21.3. C. The hemodynamic goals of mitral stenosis include the avoidance of tachycardia, as tachycardia will decrease diastolic filling of the left ventricle and can precipitate pulmonary congestion. Factors that can worsen pulmonary hypertension, such as hypercarbia and hypoxemia, should be avoided. Systemic vascular resistance as well as contractility should be maintained. Lastly, preload or volume status should be maintained carefully to promote stroke volume while minimizing the risk of pulmonary congestion.

Clinical Pearls
➤ Pulmonary hypertension and right ventricular failure are often observed in patients with mitral stenosis and can be precipitated by hypercarbia and hypoxemia. Pharmacological treatment with medications that vasodilate the pulmonary vasculature may be required.
➤ Patients with mitral stenosis often present in atrial fibrillation; however, it is important to remember that tachycardia is poorly tolerated and should be prevented or treated.
➤ As left atrial pressure increases with mitral stenosis, so does pulmonary venous pressure. This increase in pulmonary venous pressure can precipitate pulmonary edema.

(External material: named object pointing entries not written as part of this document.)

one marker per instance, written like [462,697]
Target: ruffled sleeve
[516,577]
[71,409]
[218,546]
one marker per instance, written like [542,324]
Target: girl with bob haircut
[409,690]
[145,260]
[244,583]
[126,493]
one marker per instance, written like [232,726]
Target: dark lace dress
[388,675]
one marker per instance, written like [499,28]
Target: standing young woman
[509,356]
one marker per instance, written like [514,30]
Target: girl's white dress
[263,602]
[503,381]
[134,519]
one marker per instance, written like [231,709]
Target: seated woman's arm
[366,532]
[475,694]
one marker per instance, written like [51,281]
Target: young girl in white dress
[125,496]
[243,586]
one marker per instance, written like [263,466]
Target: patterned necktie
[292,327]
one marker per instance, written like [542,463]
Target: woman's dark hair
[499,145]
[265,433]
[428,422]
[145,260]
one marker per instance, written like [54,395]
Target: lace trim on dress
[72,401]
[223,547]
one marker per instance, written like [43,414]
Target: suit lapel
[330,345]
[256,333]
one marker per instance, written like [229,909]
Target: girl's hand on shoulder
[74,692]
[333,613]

Cook D, Housmans P, Rehfeldt K. Valvular heart disease. In: Kaplan’s Cardiac Anesthesia. 5th ed. Philadelphia, PA: Saunders Elsevier; 2006:645-690. 

Mends LA, Loscalzo J. Acquired valvular heart disease. In: Andreoli, ed. Cecil Essentials of Medicine. 5th ed. Philadelphia, PA: W.B. Saunders Co; 2001:69-70. 

Mittnacht Alexander JC, Fanshawe M, Konstadt S. Anesthetic considerations in the patient with valvular heart disease undergoing non-cardiac surgery. Semin Cardiothorac Vasc Anesth. 2008;12(33):33-59.